For more information on Windows boot settings and the pmtimer option, refer to Available switch options for the Windows XP and the Windows Server 2003 Boot.ini files.

Using the Real-Time Clock with Windows Vista, Windows Server 2008 and Windows 7 guests
Windows uses the both the Real-Time Clock (RTC) and the Time Stamp Counter (TSC). For Windows guests the Real-Time Clock can be used instead of the TSC for all time sources which resolves guest timing issues.
The boot.ini file is no longer used from Windows Vista and newer. Windows Vista, Windows Server 2008 and Windows 7 use the Boot Configuration Data Editor (bcdedit.exe) to modify the Windows boot parameters.
This procedure is only required if the guest is having time keeping issues. Time keeping issues may not affect guests on all host systems.
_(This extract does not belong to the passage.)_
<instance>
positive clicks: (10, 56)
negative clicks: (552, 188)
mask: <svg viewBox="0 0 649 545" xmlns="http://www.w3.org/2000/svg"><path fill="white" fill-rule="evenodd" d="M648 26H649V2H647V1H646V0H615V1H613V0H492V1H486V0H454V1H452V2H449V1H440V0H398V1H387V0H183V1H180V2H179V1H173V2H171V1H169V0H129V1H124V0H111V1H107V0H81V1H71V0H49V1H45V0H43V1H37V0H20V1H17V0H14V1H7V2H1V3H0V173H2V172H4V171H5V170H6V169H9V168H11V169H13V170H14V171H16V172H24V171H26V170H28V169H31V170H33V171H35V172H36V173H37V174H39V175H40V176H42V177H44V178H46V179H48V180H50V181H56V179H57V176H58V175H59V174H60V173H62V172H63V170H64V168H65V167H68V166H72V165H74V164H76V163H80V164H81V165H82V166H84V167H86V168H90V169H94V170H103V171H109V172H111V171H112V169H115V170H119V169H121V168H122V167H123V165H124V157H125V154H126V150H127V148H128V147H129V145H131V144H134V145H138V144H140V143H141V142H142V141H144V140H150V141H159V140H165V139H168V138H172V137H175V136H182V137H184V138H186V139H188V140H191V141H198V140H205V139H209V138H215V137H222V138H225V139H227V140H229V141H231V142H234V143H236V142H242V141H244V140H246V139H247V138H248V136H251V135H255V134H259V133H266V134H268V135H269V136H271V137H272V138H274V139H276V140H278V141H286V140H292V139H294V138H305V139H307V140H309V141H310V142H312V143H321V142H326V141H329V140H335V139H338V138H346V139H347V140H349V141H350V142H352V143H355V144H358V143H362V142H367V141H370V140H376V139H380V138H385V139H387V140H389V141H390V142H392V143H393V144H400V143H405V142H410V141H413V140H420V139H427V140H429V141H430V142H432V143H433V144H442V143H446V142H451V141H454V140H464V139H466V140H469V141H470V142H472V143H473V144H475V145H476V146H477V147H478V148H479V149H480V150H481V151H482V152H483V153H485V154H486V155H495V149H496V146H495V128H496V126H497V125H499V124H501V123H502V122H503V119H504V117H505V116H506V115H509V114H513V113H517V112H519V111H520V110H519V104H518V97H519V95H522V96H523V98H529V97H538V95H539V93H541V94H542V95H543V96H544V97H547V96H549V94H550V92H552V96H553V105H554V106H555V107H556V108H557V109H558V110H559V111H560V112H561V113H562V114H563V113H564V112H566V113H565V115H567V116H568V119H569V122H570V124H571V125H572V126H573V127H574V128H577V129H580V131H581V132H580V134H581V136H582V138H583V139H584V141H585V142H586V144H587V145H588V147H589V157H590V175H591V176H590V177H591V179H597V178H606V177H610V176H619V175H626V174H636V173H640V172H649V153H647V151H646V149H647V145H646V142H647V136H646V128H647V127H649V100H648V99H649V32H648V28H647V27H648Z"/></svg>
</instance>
      Open the Windows guest.
      Open the Accessories menu of the start menu. Right click on the Command Prompt application, select Run as Administrator.
      Confirm the security exception, if prompted.
      Set the boot manager to use the platform clock. This should instruct Windows to use the PM timer for the primary clock source. The system UUID ({default} in the example below) should be changed if the system UUID is different than the default boot device.

      C:\Windows\system32>bcdedit /set {default} USEPLATFORMCLOCK on
      The operation completed successfully

This fix should improve time keeping for Windows Vista, Windows Server 2008 and Windows 7 guests. 

Q: Disk writes slow?:
A: Make sure you are using the virtio drivers (Windows and Linux guests), and you might want to consider a cache change to the virtual disk:
The cache types and the virtio bus are what you need to change up:
(Warning!!!: cache="none" is not recommended as you may destroy the disk image on loss of power.  Check on the other types before trying anything this risky! 

    <disk type='file' device='disk'>
      <driver name='qemu' type='raw' cache='none'/>
      <source file='/usr/local/vms/dcps'/>
      <target dev='vda' bus='virtio'/>

As I seem to have a a bug in my install, I can't make changes in the config stick on a reboot, only on a full shutdown, edit and then bring up the vm.